The 56-qubit H2-1 quantum computer has obliterated the previous benchmark in ‘quantum supremacy,’ first set by Google in 2019.

A groundbreaking quantum computer has eclipsed a world record in “quantum supremacy,” outperforming Google’s Sycamore machine’s benchmark by a staggering factor of 100. Employing the advanced 56-qubit H2-1 quantum computer, researchers at Quantinuum conducted a series of rigorous experiments to evaluate the machine’s performance metrics and qubit integrity. Their findings were unveiled on June 4 in a study submitted to the arXiv preprint repository, though it has yet to undergo peer review.

### To Illustrate the Prowess of the Quantum Computer,

Quantinuum scientists utilized a renowned algorithm to quantify qubit noise levels, an indicator of error susceptibility.

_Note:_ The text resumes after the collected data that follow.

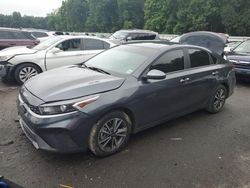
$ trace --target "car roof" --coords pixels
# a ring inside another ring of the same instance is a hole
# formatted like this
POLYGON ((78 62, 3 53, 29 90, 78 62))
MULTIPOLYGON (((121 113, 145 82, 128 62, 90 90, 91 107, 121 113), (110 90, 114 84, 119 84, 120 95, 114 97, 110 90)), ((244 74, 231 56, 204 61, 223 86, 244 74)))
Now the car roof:
POLYGON ((109 39, 104 39, 104 38, 99 38, 99 37, 95 37, 95 36, 86 36, 86 35, 56 35, 56 36, 53 36, 53 37, 58 37, 58 38, 61 38, 61 39, 77 39, 77 38, 83 38, 83 39, 98 39, 98 40, 102 40, 102 41, 105 41, 105 42, 108 42, 108 43, 111 43, 111 44, 116 44, 114 42, 112 42, 112 40, 109 40, 109 39))
POLYGON ((151 30, 143 30, 143 29, 122 29, 119 30, 121 32, 127 32, 127 33, 153 33, 158 34, 157 32, 151 31, 151 30))
POLYGON ((215 54, 211 50, 201 47, 201 46, 196 46, 196 45, 188 45, 188 44, 179 44, 179 43, 149 43, 149 42, 136 42, 136 43, 124 43, 122 45, 131 45, 139 48, 147 48, 147 49, 152 49, 152 50, 159 50, 159 51, 167 51, 175 48, 198 48, 201 50, 205 50, 211 54, 215 54))

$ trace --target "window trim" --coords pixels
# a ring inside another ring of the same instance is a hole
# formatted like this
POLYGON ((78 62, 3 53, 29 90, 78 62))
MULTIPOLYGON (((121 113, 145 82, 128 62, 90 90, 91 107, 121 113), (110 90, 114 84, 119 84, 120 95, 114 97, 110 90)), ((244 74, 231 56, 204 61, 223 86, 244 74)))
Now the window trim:
MULTIPOLYGON (((212 57, 210 55, 210 53, 204 49, 200 49, 200 48, 196 48, 196 47, 185 47, 184 48, 184 51, 187 55, 187 70, 194 70, 194 69, 200 69, 200 68, 204 68, 204 67, 210 67, 210 66, 214 66, 214 65, 218 65, 217 63, 213 63, 213 60, 212 60, 212 57), (199 67, 191 67, 191 59, 190 59, 190 55, 189 55, 189 50, 190 49, 195 49, 195 50, 201 50, 201 51, 204 51, 208 54, 208 57, 209 57, 209 65, 203 65, 203 66, 199 66, 199 67)), ((218 59, 216 57, 216 59, 218 59)))
POLYGON ((63 51, 62 52, 79 52, 79 51, 83 51, 83 45, 82 45, 82 39, 81 38, 71 38, 71 39, 66 39, 66 40, 63 40, 63 41, 59 41, 54 47, 52 48, 57 48, 57 46, 63 42, 66 42, 66 41, 69 41, 69 40, 80 40, 80 50, 71 50, 71 51, 63 51))

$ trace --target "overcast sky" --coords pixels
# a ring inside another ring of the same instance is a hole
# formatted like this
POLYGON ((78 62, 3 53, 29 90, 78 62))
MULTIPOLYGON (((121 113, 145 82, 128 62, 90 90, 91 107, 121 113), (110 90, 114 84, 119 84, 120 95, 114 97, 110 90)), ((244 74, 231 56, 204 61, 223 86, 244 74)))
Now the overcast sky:
POLYGON ((46 16, 61 6, 63 0, 0 0, 0 14, 14 11, 28 16, 46 16))

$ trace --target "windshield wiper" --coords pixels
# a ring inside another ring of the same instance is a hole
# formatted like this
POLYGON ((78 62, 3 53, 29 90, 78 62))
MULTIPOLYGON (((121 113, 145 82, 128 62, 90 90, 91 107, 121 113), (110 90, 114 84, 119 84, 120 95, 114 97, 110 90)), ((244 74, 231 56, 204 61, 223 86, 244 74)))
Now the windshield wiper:
POLYGON ((107 71, 105 71, 105 70, 103 70, 103 69, 101 69, 101 68, 97 68, 97 67, 88 67, 88 66, 85 65, 85 64, 83 64, 83 67, 88 68, 88 69, 93 70, 93 71, 97 71, 97 72, 100 72, 100 73, 104 73, 104 74, 110 75, 109 72, 107 72, 107 71))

Quantum computers leverage the principles of quantum mechanics and qubit entanglement, enabling parallel computation where the states of interconnected qubits can instantaneously influence one another. In stark contrast, classical computers operate in a sequential manner.

Increasing the number of qubits in a system exponentially amplifies its computational power; experts forecast that future quantum computers will execute complex calculations within seconds—tasks that would take classical supercomputers millennia to resolve. The milestone where quantum computers surpass classical counterparts is termed “quantum supremacy,” but realizing this feat in practical applications necessitates a quantum computer with millions of qubits. Presently, the largest quantum machine comprises roughly 1,000 qubits.

The necessity for such an extensive number of qubits for achieving “quantum supremacy” lies in their intrinsic propensity for errors, thus requiring numerous qubits for error correction. Consequently, many researchers are pivoting towards developing more reliable qubits instead of merely augmenting their quantity in machines.

The team assessed the fidelity of H2-1’s output using the linear cross-entropy benchmark (XEB). XEB yields scores ranging from 0 (completely erroneous output) to 1 (error-free output), as elucidated by Quantinuum representatives. Google’s initial testing of its Sycamore quantum computer with XEB in 2019 showcased its capability to complete a computation in 200 seconds—a task that would have taken the then most powerful supercomputer 10,000 years. The Sycamore registered an XEB score of approximately 0.002 with its 53 superconducting qubits.

### In Contrast,

the new study, a collaboration between Quantinuum scientists and researchers from JPMorgan, Caltech, and Argonne National Laboratory, reported an XEB score of approximately 0.35. This signifies that the H2 quantum computer can produce error-free results 35% of the time.

“We are entirely committed to the pursuit of universal fault-tolerant quantum computers,” stated Ilyas Khan, Quantinuum’s chief product officer and founder of Cambridge Quantum Computing, in the announcement. “While our ultimate objective remains unchanged, recent months have evidenced remarkable advancements attributable to extensive research and investment over many years.”

### Quantinuum

had previously partnered with Microsoft to demonstrate “logical qubits” with error rates 800 times lower than physical qubits. The study, published in April, showcased that experiments with logical qubits exhibited an error rate of just 1 in 100,000, vastly superior to the 1-in-100 error rate of physical qubits, as noted by Microsoft representatives.

“These findings indicate that although the fundamental advantages of fault-tolerant quantum computers remain constant, their realization may occur sooner than initially anticipated,” Khan concluded.

This article was originally published on livescience. Read the original article.

**FAQs**

**What is quantum supremacy?** Quantum supremacy is the point at which a quantum computer can perform a calculation that is infeasible for a classical computer to complete within a reasonable timeframe.

**How does the H2-1 differ from previous quantum computers?** The H2-1 boasts enhanced qubit quality and stability, higher computational power, and significantly greater energy efficiency compared to its predecessors.

**Why is energy efficiency important in quantum computing?** Energy efficiency reduces operational costs and environmental impact, making quantum computers more viable for widespread use.

**What are the main challenges in achieving practical quantum computing?** The primary challenges include improving qubit reliability, developing effective error correction techniques, and integrating quantum systems.

**How will quantum computing impact everyday technology?** Quantum computing has the potential to revolutionize fields such as cryptography, artificial intelligence, drug discovery, and complex system simulations, significantly impacting technology and society.